Tun dai stepped back in pain, gripping his chest. He looked back to the Roman, who had dropped his javelin for his sword. Quick to react, the Manchu guard lunged forward, thrusting with his full weight. The pure force knock Furius backwards, surprising and stunning him. Tun kept coming. He next attacked the Romans legs, striking hard at the bronze greaves that he wore. Furius cried in pain, feeling his bones break under the power. Tun attacked his other leg, causing Furius to fall to his knees. His eyes squinted hard with pain as he groaned out. Tun side stepped and swung the head of his ji at the back of the Romans neck. The crescent blade hacked deep into his neck, severing the spinal cord in half. All expression disappeared from his face as Tun removed his weapon. The nearly headless body feel forward, bringing its shield with him.


Vibius was busy with Qi Fu. The Immune had years of training in both wrestling and boxing and had a natural fighters ability. Qi Fu was just as skilled and powerful as a fighter, and the two titans clashed. Qi took many swings at Vibius, most of which hit the edge of his shield. The vibrations shocked his grip, but Vibius would not give in. Qi quickly slid the head of his axe over Vibius' shield, attempting to hook the shield away with the hook of the axe. Vibius turned the tables and followed through, passing Qi's ji head on the mission to slash his face off with his glades.

At the last moment, Qi side stepped, forcing him to drop his ji and take a slash to his face. It was a large cut, but he still lived. He stepped forward, making sure there was distance between him and the Roman. He drew his jian and turned around, only to find a giant shield in his face. Vibius rammed at Qi, driving him straight to a tree. Qi hit hard on the tree, his wind blew out. With his enemy stuck between his shield and the tree, Vibius slashed at his hamstrings. The Qing's skirting stopped the blade from going through. Pissed off, Vibius rammed the iron boss of his shield into the ribs of his enemy. Qi groaned in pain as his ribs broke inside him. Vibius rammed again, stepping back to let his enemy slide down the side of the tree, defeated. Stabbed into his face with his glades, dropping another Qing down.

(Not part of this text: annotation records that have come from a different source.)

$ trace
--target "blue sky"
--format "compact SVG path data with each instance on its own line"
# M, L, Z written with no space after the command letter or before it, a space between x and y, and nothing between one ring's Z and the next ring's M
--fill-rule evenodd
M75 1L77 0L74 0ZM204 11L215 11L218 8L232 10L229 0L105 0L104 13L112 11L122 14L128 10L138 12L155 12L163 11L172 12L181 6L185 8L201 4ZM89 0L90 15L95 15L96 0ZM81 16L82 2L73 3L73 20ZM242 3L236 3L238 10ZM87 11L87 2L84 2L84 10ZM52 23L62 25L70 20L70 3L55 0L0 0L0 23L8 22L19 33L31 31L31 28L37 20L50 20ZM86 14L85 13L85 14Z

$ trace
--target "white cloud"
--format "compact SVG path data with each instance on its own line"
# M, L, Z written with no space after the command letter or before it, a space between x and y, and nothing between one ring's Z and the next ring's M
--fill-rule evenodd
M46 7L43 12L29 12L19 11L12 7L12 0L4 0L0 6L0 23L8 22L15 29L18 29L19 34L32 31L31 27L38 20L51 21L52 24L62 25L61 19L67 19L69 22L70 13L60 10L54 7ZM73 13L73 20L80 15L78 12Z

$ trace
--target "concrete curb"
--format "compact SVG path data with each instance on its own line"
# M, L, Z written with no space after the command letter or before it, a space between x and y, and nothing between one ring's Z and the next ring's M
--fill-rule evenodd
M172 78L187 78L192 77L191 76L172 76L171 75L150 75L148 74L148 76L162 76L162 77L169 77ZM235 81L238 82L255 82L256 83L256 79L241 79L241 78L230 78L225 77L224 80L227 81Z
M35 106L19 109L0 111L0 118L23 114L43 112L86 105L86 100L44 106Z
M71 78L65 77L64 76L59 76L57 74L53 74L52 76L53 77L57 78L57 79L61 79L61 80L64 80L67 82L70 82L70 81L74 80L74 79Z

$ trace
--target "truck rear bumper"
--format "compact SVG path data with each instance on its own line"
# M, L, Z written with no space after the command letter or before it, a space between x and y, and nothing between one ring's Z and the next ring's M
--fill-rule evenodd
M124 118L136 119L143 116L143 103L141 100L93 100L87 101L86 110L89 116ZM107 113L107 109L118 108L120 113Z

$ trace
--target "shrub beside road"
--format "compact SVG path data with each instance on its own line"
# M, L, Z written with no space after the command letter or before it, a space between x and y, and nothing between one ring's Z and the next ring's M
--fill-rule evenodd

Salonius was trading blows with Ke Sheng-e. Ke had opt to drop his ji and use his dao against the Romani. Salonius was tall and thickly built, so he preferred the spatha as his arm. Ke attacked with his sabre with multiple slashes, wanting to test his opponents reaction time. Salonius had slower reflections than most men, failing to counterattack on any of Ke's feign attacks. Cunning, Ke planned his way of attack. He slashed low at Saloinus' knees, forcing the Roman to drop his shield to block. Ke could see the counterattack of the spatha coming. He blocked it with ease, still making certain of the distance between him and his enemy.

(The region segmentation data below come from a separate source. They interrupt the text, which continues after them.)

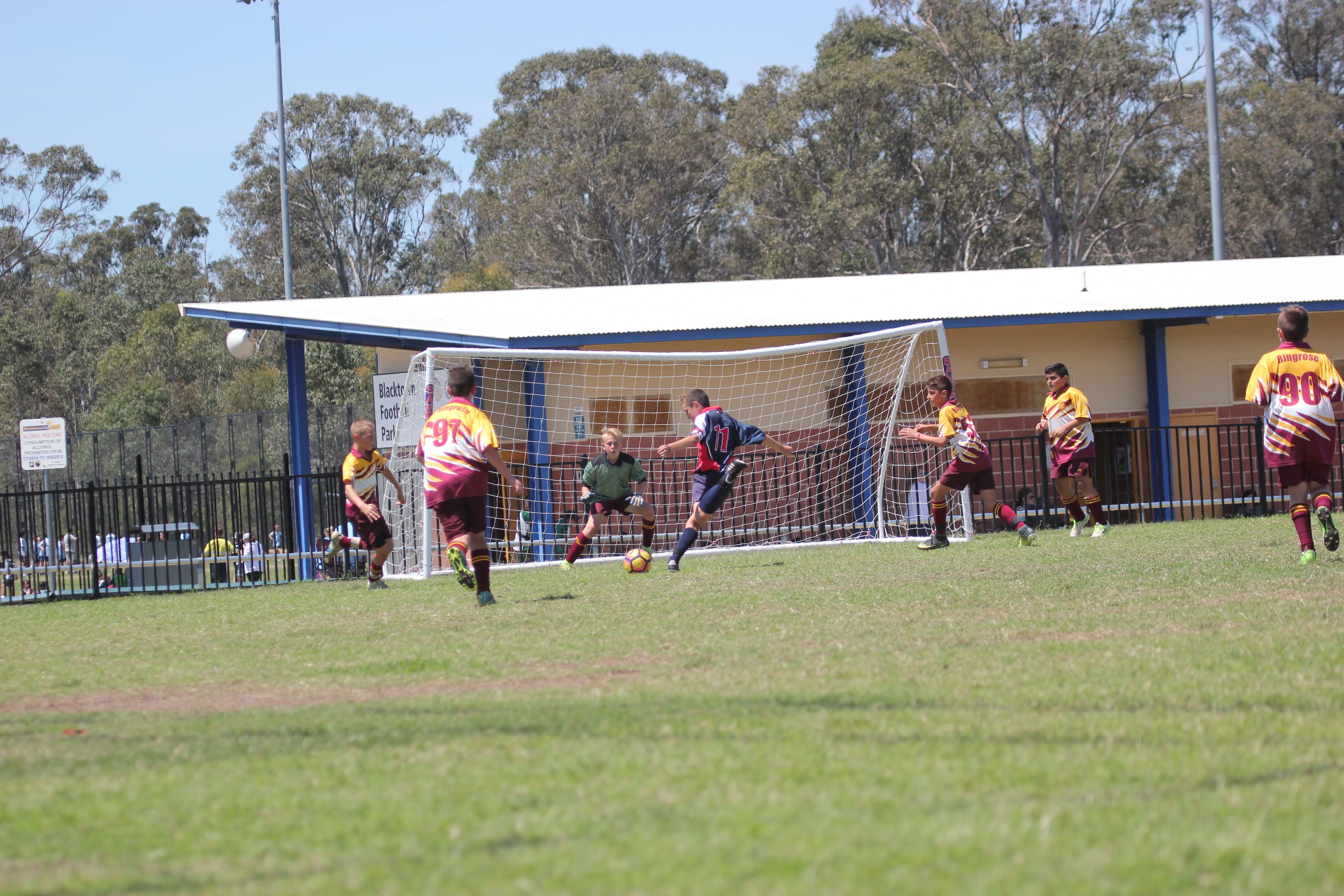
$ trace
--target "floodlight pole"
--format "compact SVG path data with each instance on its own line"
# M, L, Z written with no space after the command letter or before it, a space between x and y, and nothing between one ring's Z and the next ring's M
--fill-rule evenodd
M1218 71L1214 69L1214 0L1204 0L1204 110L1208 116L1208 199L1212 208L1214 261L1220 262L1226 258L1226 253L1223 251L1223 153L1218 137Z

In a quick motion, Ke feign a slashed across Salonius' face. The Roman winced at the attack, stepping back and leaving himself open. Not one to miss time, Ke stepped in and brought his dao down on the Romans head, denting it. Salonius was dazed as Ke repeated the slash. The blunt force of the edge was unable to hack into his helmet, but was still powerful enough to put a crack in his skull. Twirling his dao around in a taunt, Ke finished his assault with a slice to Salonius' throat, causing blood to spray out all over the place. Ke wiped the blood off his face as Salonius' body fell to the ground.

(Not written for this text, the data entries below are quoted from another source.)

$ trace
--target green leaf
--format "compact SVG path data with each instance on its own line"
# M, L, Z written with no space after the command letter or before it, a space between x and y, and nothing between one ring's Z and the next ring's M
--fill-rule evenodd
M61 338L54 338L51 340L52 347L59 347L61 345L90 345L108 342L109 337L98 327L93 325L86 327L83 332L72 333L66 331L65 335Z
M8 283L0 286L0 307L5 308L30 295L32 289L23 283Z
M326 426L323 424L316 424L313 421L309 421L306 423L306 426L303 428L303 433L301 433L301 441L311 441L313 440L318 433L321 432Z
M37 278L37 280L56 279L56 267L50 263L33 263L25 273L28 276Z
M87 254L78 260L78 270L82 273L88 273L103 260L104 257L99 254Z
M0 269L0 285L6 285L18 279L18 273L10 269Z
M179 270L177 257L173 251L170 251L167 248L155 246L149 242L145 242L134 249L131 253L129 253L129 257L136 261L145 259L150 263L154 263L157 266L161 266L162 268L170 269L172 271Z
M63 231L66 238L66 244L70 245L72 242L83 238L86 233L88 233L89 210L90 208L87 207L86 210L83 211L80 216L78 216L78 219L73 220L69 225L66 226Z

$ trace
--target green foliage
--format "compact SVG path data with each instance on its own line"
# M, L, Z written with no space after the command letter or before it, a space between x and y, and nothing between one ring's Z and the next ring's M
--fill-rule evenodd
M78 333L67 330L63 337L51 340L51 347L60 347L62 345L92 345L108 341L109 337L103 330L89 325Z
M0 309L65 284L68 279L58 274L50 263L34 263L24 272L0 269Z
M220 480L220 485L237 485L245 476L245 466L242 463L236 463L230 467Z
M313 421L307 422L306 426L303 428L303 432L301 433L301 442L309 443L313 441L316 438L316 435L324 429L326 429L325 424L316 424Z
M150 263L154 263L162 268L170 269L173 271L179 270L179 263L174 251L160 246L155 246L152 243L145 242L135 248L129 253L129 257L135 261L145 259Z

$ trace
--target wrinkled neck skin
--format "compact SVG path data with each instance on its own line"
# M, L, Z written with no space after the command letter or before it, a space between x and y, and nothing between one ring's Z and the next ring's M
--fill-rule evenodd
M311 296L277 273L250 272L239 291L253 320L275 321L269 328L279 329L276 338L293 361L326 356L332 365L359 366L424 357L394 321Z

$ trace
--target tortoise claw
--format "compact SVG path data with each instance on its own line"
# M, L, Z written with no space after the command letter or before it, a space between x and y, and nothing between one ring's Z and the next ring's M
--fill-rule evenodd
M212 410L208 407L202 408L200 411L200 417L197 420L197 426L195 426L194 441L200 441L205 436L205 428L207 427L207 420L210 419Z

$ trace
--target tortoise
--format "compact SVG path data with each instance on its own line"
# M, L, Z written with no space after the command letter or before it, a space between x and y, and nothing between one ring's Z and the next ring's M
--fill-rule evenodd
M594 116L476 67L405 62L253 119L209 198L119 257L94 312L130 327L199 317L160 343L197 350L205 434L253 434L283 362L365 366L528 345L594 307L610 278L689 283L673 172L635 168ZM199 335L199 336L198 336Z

Seius was facing Hai Ning, which was no easy task. Hai had tremendous skill with his jian, twirling it around with great speed, causing a stalemate of sorts. Hai slashed downwards at Seius, who blocked it with his gladius, coming in with his shield. The iron boss just barely hit the Manchu in the chest, pushing him back but not doing much damage. he countered with a side step, cutting at Seius' legs. The lucky Roman was able to block with the rim of his shield, stopping most of the force from coming through, but the end of the blade still cut the back of his leg unprotected by his greaves but below the knee. He ignored the pain and kept fighting.

Seius blocked a swinging slash with the iron boss of his shield and then charged forward. Becoming a human shield wall, he drove Hai forward into the woods, unable to hit any trees. He stooped his charge, which allowed Hai to side step to his right, aiming for a slash at the back of his neck, hoping to end the fight. Seius saw this coming and ducked. While on one knee, he sliced the back of Hai's calves, causing hai to fall down in screaming pain. He crawled over to his fallen enemy, grasping his gladius like an ice pick and thrusted it into Hais chest. Using his full body weight, he made sure to pierce into his heart, knowing he was truly dead. He did not watch as death took Hai's eyes.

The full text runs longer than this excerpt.